Electronic medical records, by contrast, are what they sound like. However, like any software built to spec (rather than for the end user), they are horrendous to use. Doctors spend roughly as much time on their electronic medical records as they do on seeing their patient. The two of these are additive, so, assuming a 40 hour work week, doctors are left with only about 1.5 days per week to actually practice medicine.
> The biggest contributors to these are the twin demons of prior authorization and electronic medical records. Prior authorization is when health insurance companies require doctors to ask for permission to perform specific services for specific patients. This is incredibly time consuming (14.4 hours per week as of 2020) and also demoralizing for the physicians, as the ultimate decision on how to treat a patient is often not made by the highly-trained physician or the patient in need, but instead by a 25 year old making 40k/year reading off a script over the phone.

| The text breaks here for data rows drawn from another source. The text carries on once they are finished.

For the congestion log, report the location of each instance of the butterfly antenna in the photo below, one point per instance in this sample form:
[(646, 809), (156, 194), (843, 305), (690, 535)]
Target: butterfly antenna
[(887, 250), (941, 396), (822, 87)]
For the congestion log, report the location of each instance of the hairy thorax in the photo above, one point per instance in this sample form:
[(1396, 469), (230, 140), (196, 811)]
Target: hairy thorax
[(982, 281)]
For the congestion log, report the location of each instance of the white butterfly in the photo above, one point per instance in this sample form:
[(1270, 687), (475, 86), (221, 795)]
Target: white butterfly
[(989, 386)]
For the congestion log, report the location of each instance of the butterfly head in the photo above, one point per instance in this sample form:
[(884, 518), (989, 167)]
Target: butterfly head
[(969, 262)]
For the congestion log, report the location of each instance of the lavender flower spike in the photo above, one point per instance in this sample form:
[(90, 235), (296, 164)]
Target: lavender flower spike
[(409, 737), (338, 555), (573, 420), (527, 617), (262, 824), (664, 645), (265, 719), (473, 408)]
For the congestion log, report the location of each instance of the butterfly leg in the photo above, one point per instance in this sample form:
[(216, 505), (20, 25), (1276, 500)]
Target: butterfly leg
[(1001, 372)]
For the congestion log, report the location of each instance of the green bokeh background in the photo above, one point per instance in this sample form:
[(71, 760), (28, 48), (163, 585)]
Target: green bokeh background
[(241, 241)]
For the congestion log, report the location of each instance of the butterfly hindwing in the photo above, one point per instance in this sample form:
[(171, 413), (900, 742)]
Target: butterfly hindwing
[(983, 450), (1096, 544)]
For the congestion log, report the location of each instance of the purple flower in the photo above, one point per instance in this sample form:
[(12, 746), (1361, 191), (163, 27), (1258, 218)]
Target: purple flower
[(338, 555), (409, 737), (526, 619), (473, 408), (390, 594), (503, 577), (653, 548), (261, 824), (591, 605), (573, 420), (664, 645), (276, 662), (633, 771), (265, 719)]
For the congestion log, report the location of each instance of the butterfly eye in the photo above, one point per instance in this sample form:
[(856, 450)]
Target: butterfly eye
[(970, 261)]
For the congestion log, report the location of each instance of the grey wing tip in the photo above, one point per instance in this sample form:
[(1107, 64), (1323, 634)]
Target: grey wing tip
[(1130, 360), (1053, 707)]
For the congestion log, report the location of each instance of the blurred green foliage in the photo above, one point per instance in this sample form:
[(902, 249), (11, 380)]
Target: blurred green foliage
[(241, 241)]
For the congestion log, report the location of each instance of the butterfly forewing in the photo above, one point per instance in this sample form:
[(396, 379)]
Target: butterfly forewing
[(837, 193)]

From what I've seen of algorithmic auditing literature in the context of health insurance, this is just a horrible tragedy. It means that despite high quality comparative effectiveness studies on optimal clinical decision making, insurance companies can often overrule good clinical & evidence based judgement
I think you need to do more research into the veterinary field… most vet clinics at this point are corporate owned, and we also have electronic medical records that take us forever to write. Also specialists in fields (like neurology) are increasingly common in vet med.